PITTSBURGH — A Pittsburgh man being tried on charges he shot and killed three police officers who responded to a domestic dispute with his mother told a friend who called him on his cellphone during the incident that he shot them and made similar remarks in a call to 911.
Michael Bogart, then a 16-year-old friend of accused gunman Richard Poplawski, told a court Tuesday that he called Poplawski's cellphone after friends told him about television reports detailing a shooting in his neighborhood.
Unaware that Poplawski was involved, Bogart testified that he asked him what he was doing.
He said that Poplawski told him: "I got shot. I shot three cops. I'm probably going to bleed to death and go to jail for the rest of my life."
The details came as testimony continued in the second day of Poplawski's trial.

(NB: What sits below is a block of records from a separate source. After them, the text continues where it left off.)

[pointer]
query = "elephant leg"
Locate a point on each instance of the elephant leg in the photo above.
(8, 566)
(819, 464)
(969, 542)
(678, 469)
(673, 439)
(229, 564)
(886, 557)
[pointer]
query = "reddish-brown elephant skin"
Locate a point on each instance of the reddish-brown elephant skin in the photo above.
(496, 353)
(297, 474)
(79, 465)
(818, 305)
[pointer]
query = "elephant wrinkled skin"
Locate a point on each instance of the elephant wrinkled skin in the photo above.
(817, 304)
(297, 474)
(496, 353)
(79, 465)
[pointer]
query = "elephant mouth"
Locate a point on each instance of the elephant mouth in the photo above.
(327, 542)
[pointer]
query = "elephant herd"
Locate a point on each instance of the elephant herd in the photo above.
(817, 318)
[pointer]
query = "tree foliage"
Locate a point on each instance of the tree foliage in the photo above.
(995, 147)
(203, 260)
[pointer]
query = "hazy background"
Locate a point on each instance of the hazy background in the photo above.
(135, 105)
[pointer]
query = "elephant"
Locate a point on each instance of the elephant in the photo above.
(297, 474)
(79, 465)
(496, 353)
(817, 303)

A pair of Allegheny County 911 operators also testified to handling a call from Poplawski who wanted to surrender and talked about being wounded and shooting police.
In the call, Poplawski said his leg was injured and he was laying in a pool of blood and went on to promise that he would not shoot if an officer with a "nice voice" were sent to his home to accept his surrender.
Earlier, two SWAT officers who responded to the scene described in detail the gunbattle with Poplawski, and officers who arrived to rescue their slain comrades.
Officer Stephen Mescan said that each of the seven SWAT team members in their armored vehicle had 125 rounds of ammunition. The intensity of the back-and-forth exchange with the 24-year-old man, firing from a second-floor window of his mother's home, was such that extra ammunition had to be brought to them.
By the time the SWAT vehicle had arrived, Allegheny County Prosecutors said that Poplawski had already shot and killed Officer Paul Sciullio II, who was the first to arrive at the house of a domestic disturbance call was made by Poplawski's mother, Margaret.
Prosecutors hope to convict Poplawski of first-degree murder for killing Sciullo and two other police officers who responded, including Stephen Mayhle who engaged in a short gunbattle before being killed. The third officer killed, Eric Kelly, had arrived home — about two blocks from Poplawski's residence — after an overnight shift but went to back up the others when he heard radio calls about the shootings.
Poplawski's public defender, Lisa Middleman, has stopped short of flatly denying his role in the shooting but told the jury in her opening statement that some witnesses and physical evidence will contradict the police version of the shooting, without offering specifics.
Deputy District Attorney Mark Tranquilli said Poplawski shot Kelly before he could get out of his car.
After another officer in a van was able to pull Kelly from the scene, the SWAT team arrived in their vehicle and forced it into a parking space in front of Poplawski's home by ramming a parked car and two parked Pittsburgh police cruisers that were already on scene.
Shortly after that, a SWAT sniper, Officer William Friburger, ran to a home down the street and somewhat diagonal from the Poplawski residence and took up an observation post on the front porch.
Friburger told the court that his primary responsibility was to observe and feed intelligence to other police officers. He said his secondary responsibility was to shoot Poplawski, but only if an opportunity to do so arose.
Friburger said his training helped determine that Poplawski was firing from back inside the upstairs bedroom but not directly by the window. He determined that by watching how the curtains moved when Poplawski fired despite the muzzle of his gun not being visible.
Based on his vantage point, Friburger said he shot diagonally through a front picture window next to the bedrrom that he believed would let the bullets penetrate the wall into the room where Poplawski was.
Friburger said the tactic worked because moments later Poplawski's muzzle was seen ptrotruding from the window. He fired at the muzzle, knocking the gun back.
The SWAT officers were the first two witnesses to testify in the second day of Poplawski's murder trial.
Poplawski faces three umbrella counts of criminal homicide, and could face the death penalty if the jury decides any or all the shootings rise to first-degree murder.
He's also charged with nine counts each of attempted murder and assault on law officers for shooting at other police, as well as lesser charges, prosecutors said.